Abdullah Biston Hashim is a Moro Filipino who is a member of the Bangsamoro Transition Authority Parliament.

==Early life and education==
Hashim was born on December 10, 1987, in Manila, Philippines. He is the eldest child of Moro Islamic Liberation Front (MILF) founder Salamat Hashim. He used a different surname when he attended elementary and high school classes for his own safety. Hashim stayed in urban areas during school months and stayed at Camp Abubakar during vacation time. He only got to use his real surname when he attended Notre Dame University in Cotabato City, pursuing a bachelor's degree in secondary education, major in math. A Muslim he also studied at the Wisdom Islamic School in Davao City.

==Career==
Hashim was appointed as a member of the Bangsamoro Transition Authority Parliament by on February 11, 2020, by President Rodrigo Duterte, filling the vacated seat Abdul Dataya who died in office. He secured a new mandate when he was reappointed by President Bongbong Marcos on August 12, 2022.

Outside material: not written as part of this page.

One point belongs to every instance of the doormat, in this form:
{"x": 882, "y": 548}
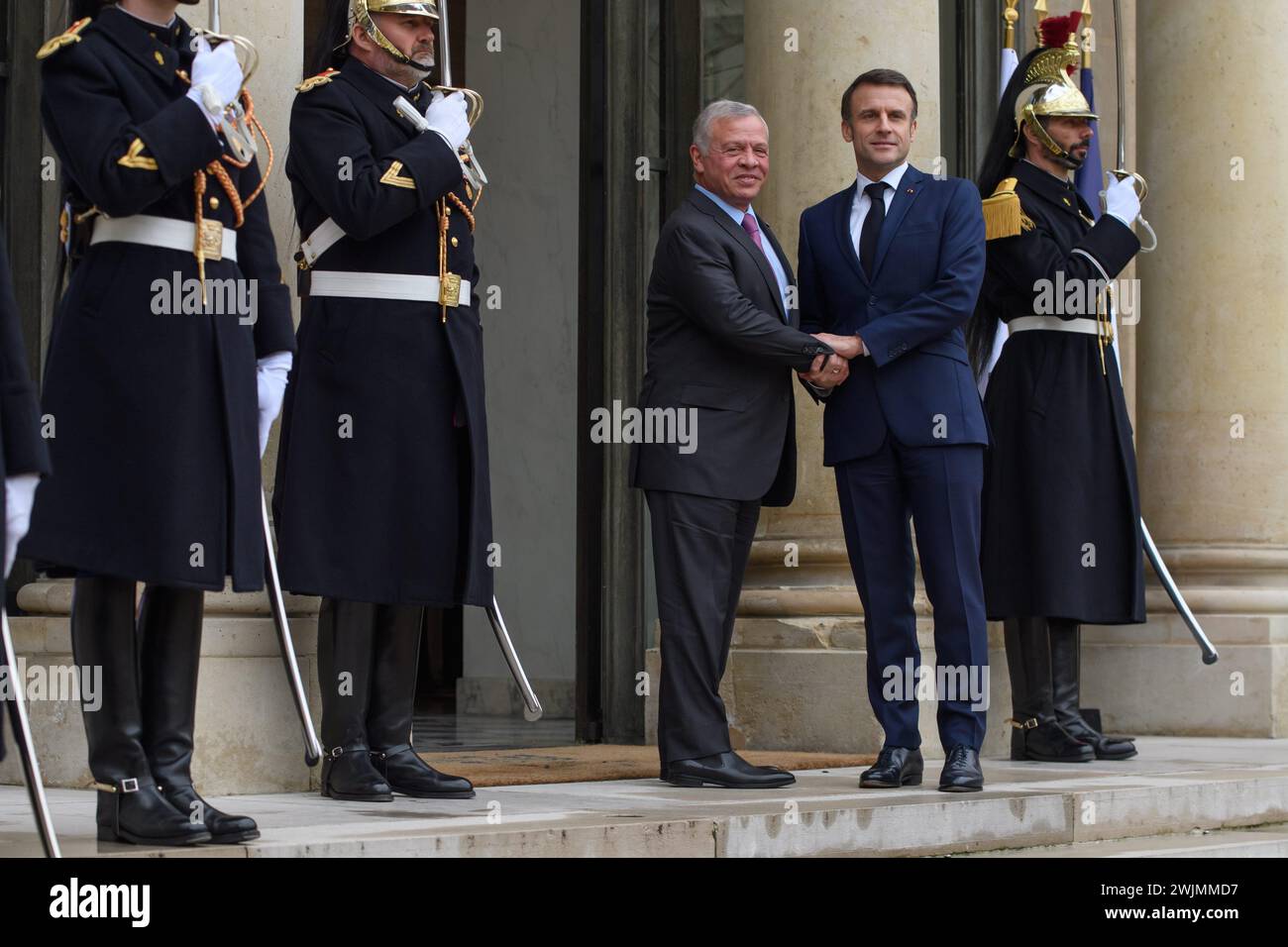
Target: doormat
{"x": 601, "y": 762}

Hashim has acknowledged expectations to live up with his father's legacy but he would want to build his own reputation. Though he has stated that he would not hesitant to take advantage of his relation with his father when needed, such as when as member of parliament denounced the MILF Salamat Wing faction.

==Personal life==
Hashim is a Muslim and was inspired to study Islam by his father. He is a member of various Muslim student organizations such as the Muslim Youth Religious Organization (MYRO) and Tabligh Risala Organization (TRO).